Transparency and Reproducibility of Pragmatic Clinical Trials
Ultimately, these clinical trial demonstration projects are going to be reporting their results in journals and describing the characteristics of the patients in the intervention and control groups. They will need to point to definitions for diabetes, hypertension, etc. Today there is a wide variety of phenotype definitions based on lab codes, medication codes, or any combination of the two.
“There are huge variety in how conditions could be defined using EHR data,” Richesson explained. “To support transparency and reproducibility in these pragmatic clinical trials, we want to be able to allow readers and consumers to identify what was the definition and how data was obtained and used. Having an explicit phenotype definition would certainly be useful in this area. Our Core has been working toward explicit reporting in these trials.”
Because there is a need for transparent reporting, the Collaboratory’s Phenotypes, Data Standards, and Data Quality Core group has put together a list of the elements it believes should be included in the reporting of pragmatic trials. Those elements should be available for public comment in the next month or so, she said. The group also believes that there needs to be a repository — perhaps at the National Library of Medicine — where researchers could put detailed specifications on how they collected data and defined each clinical phenotype (EHR-based condition definition) used. They also strongly recommend doing a data quality assessment, including a description of different data sources or processes used at different sites.
The goal, Richesson said, is to come up with a limited number of validated and sound definitions for clinical populations in pragmatic clinical trials. “Our approach has really changed over the last couple of years,” she said. “When we first started, we were thinking we would list the definitions and post them as standards: This is how you will define chronic pain, suicide attempts, etc.,” she explained. “Now we see this as one step in a bigger process to facilitate thoughtful use of different definitions. The idea is that we post what we have, and then we provide justification and guidance. We can describe the purpose of phenotype definition and have information describing the researchers’ thinking. We could point to other repositories hosting phenotype definitions. We could maintain this information and keep it updated and support dialog,” she added.

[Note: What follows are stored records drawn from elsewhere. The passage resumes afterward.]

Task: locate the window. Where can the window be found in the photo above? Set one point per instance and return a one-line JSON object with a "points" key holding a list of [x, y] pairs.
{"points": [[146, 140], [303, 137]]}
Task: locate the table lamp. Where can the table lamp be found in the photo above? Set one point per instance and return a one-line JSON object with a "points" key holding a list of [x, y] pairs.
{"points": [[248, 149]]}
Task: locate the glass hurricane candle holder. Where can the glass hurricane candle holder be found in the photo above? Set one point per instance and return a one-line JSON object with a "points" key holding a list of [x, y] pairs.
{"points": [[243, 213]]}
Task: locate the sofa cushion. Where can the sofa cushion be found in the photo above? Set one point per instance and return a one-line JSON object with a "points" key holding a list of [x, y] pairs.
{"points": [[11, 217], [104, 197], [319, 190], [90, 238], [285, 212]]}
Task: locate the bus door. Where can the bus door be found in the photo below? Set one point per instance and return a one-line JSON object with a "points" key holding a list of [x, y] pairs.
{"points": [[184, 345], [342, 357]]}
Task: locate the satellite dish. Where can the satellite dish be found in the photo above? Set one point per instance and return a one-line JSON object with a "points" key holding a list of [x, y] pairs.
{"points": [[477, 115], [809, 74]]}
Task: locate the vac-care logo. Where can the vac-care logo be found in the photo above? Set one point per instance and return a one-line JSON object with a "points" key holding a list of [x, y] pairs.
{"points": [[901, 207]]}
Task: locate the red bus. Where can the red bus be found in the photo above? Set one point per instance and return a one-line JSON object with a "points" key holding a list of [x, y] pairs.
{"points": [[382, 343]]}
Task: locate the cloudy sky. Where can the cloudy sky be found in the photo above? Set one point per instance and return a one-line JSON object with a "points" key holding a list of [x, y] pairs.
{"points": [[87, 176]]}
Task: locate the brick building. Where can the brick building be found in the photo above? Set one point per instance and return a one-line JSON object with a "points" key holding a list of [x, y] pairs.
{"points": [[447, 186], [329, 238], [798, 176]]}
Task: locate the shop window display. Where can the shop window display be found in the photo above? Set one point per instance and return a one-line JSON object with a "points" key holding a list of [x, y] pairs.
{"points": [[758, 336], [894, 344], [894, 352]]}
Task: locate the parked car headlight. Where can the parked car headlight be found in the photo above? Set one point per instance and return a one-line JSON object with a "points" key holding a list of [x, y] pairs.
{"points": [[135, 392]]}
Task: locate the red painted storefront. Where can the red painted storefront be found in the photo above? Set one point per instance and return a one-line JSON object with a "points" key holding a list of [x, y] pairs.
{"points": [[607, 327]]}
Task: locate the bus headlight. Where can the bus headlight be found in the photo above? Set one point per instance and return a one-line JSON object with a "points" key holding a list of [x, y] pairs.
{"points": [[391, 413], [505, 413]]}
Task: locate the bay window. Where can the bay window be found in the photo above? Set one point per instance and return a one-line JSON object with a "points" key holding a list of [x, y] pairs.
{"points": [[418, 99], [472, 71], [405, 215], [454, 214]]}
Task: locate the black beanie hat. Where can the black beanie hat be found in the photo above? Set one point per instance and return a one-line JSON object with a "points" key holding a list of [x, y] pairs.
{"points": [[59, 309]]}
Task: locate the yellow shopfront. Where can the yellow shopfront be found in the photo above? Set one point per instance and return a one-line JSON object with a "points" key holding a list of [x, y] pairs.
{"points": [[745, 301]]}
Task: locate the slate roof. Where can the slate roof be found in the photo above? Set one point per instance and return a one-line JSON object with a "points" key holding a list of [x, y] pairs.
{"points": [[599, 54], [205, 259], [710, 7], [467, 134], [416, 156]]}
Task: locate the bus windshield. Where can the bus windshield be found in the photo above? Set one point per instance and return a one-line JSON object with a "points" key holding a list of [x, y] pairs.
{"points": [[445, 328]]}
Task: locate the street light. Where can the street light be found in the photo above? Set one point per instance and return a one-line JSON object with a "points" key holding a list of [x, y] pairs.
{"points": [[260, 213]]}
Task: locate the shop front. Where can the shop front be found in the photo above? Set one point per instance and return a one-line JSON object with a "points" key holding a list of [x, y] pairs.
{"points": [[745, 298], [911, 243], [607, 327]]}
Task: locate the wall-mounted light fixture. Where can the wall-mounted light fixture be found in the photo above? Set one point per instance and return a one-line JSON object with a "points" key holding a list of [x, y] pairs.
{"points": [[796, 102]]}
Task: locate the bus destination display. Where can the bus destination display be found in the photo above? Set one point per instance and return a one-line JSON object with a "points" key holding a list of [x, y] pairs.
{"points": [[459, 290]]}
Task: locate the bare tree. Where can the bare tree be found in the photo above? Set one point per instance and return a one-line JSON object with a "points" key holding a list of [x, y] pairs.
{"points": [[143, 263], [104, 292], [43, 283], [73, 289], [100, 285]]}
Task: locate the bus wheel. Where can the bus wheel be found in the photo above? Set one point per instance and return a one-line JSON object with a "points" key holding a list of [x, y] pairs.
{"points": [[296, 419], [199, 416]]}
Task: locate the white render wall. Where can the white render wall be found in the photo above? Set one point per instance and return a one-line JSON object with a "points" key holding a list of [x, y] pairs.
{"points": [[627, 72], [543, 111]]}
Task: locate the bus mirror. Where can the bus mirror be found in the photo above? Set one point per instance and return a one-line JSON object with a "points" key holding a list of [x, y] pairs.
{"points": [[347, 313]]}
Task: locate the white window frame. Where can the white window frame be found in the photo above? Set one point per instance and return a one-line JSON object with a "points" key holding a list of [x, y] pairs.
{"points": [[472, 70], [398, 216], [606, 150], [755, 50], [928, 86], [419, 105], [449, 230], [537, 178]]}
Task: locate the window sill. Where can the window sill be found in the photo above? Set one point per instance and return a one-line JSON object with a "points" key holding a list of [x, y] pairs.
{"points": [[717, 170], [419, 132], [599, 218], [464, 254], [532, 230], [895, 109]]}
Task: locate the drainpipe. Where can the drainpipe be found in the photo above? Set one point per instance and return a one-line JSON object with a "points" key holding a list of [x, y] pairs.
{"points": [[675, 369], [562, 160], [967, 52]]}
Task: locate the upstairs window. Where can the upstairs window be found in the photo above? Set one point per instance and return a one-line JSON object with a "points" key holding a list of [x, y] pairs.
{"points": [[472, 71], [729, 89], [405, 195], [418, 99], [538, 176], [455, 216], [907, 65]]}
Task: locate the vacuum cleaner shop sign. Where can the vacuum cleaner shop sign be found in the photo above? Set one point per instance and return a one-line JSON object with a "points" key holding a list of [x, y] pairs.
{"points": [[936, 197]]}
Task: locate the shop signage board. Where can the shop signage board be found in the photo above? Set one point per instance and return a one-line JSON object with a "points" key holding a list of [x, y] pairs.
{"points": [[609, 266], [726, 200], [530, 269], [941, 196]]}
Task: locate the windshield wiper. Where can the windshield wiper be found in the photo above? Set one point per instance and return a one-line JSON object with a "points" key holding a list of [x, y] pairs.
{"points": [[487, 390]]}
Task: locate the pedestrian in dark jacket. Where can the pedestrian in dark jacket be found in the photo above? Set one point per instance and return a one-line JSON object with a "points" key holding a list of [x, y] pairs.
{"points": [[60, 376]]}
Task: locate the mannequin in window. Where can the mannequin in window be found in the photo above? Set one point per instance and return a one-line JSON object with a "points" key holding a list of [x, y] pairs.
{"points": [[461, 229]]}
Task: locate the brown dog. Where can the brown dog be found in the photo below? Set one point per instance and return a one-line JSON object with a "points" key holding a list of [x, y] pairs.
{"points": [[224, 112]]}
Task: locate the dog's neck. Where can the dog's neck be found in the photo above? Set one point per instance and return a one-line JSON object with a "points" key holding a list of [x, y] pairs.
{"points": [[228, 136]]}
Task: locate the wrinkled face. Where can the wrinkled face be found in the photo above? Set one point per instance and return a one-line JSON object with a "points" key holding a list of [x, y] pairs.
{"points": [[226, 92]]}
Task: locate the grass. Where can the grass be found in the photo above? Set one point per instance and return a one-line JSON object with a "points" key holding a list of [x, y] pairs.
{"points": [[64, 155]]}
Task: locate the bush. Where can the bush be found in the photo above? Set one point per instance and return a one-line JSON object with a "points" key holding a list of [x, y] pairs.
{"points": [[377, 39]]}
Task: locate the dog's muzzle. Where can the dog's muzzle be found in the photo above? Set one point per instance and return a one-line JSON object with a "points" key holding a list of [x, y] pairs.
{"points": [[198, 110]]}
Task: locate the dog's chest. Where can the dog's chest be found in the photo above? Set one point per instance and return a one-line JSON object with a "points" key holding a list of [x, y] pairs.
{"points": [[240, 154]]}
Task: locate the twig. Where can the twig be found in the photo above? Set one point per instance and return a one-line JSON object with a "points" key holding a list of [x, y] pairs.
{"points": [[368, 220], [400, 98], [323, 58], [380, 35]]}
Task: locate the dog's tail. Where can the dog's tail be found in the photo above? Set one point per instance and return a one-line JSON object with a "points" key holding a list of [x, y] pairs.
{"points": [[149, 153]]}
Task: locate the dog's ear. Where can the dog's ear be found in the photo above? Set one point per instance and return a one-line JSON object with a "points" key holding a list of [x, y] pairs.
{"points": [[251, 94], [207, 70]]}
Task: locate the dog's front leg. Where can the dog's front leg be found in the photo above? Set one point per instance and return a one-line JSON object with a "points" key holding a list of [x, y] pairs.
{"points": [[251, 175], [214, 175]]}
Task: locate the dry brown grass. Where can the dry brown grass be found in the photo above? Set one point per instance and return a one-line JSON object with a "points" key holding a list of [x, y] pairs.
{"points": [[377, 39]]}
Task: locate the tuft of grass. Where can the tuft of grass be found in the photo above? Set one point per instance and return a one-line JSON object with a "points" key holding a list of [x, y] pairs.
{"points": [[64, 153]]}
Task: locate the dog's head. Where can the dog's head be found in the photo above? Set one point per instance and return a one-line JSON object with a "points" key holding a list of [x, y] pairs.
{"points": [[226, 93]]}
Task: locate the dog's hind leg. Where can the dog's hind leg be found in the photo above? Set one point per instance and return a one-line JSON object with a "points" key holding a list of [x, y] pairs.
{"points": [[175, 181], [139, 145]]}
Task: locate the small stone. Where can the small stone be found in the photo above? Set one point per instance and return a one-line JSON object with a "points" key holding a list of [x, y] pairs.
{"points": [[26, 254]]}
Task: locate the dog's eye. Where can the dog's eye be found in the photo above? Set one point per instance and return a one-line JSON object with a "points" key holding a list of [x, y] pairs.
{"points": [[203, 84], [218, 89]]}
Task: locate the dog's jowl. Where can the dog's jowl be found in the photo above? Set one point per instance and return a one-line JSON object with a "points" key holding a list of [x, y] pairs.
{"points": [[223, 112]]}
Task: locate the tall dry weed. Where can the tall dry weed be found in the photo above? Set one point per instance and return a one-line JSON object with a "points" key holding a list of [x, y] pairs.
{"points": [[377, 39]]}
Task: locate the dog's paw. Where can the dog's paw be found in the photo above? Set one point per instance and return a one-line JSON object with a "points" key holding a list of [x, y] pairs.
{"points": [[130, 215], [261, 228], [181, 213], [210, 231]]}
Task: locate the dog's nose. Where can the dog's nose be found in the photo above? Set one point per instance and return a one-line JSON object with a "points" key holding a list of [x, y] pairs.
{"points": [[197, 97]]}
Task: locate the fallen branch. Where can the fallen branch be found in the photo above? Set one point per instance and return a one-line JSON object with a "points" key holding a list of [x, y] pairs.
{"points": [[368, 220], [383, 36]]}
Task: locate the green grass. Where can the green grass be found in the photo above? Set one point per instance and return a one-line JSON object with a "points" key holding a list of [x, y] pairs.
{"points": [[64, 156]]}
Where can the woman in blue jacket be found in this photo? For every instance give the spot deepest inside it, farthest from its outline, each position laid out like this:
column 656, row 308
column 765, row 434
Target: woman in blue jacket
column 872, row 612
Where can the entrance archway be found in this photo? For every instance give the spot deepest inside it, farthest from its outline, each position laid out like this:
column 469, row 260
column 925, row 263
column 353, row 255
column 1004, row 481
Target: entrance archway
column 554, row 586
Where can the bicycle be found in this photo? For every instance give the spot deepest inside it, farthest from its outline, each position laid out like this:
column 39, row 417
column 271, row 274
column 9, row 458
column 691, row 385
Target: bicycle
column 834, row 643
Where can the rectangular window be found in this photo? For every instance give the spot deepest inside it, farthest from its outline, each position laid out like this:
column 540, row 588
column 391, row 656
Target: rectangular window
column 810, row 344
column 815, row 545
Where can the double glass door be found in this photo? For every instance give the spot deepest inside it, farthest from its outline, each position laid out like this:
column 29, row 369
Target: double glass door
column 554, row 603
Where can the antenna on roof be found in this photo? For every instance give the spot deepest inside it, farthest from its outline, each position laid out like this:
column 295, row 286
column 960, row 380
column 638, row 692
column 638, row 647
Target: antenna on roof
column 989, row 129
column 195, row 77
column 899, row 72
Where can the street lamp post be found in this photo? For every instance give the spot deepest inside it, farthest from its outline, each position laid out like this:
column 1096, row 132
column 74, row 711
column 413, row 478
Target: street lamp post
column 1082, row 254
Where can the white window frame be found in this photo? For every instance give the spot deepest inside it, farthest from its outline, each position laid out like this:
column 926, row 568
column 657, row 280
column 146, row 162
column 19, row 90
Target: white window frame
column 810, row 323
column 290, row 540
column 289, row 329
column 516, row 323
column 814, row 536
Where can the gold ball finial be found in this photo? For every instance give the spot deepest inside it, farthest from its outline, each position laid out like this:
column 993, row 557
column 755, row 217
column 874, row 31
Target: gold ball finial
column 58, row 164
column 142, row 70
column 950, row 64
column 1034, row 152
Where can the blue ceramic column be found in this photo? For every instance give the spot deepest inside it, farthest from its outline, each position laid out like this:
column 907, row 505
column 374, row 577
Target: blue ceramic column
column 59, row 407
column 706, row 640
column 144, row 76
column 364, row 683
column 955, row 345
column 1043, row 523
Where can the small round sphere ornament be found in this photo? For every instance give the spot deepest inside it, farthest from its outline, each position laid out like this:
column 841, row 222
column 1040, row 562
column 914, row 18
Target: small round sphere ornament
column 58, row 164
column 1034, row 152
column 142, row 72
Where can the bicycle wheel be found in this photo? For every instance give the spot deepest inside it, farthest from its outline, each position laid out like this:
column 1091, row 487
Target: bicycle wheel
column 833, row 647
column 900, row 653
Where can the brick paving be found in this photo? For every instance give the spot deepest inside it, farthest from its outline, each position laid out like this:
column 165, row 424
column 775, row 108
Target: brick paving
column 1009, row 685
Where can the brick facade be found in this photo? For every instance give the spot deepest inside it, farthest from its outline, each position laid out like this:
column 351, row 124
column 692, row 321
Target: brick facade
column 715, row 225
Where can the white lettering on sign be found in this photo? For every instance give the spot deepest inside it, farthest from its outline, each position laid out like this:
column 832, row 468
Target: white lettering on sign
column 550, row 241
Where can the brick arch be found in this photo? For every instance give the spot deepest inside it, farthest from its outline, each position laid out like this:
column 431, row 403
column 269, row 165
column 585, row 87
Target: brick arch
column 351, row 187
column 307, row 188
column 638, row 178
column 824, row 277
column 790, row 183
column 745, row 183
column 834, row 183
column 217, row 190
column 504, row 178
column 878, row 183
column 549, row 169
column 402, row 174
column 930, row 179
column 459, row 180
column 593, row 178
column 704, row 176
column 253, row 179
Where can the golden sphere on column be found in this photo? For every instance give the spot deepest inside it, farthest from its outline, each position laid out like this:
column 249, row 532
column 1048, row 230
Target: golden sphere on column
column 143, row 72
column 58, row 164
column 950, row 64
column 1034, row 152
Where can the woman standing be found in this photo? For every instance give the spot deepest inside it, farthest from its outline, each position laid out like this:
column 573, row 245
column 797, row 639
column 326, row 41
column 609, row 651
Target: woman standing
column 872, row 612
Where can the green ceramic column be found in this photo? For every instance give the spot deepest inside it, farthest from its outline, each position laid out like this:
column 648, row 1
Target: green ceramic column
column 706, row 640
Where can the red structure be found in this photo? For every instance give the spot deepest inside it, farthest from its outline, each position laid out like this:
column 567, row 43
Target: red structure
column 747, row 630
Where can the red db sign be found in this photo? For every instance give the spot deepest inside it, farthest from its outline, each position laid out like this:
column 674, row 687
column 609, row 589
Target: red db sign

“Our Core is trying to provide easy access to definitions As we move toward learning healthcare systems, we really want to reduce the number of definitions out there and reduce unnecessary variation across phenotype definitions,” Richesson said, adding that research and clinical use cases should move toward using the same definitions. “The idea of evidence-based practice brings us to the conclusion that for health services research and comparative effectiveness research, using these same phenotype definitions used in research is a goal we should ultimately move toward. We want to be able to identify equivalent populations as we implement best practices and evaluate how an implementation is performing in real life.”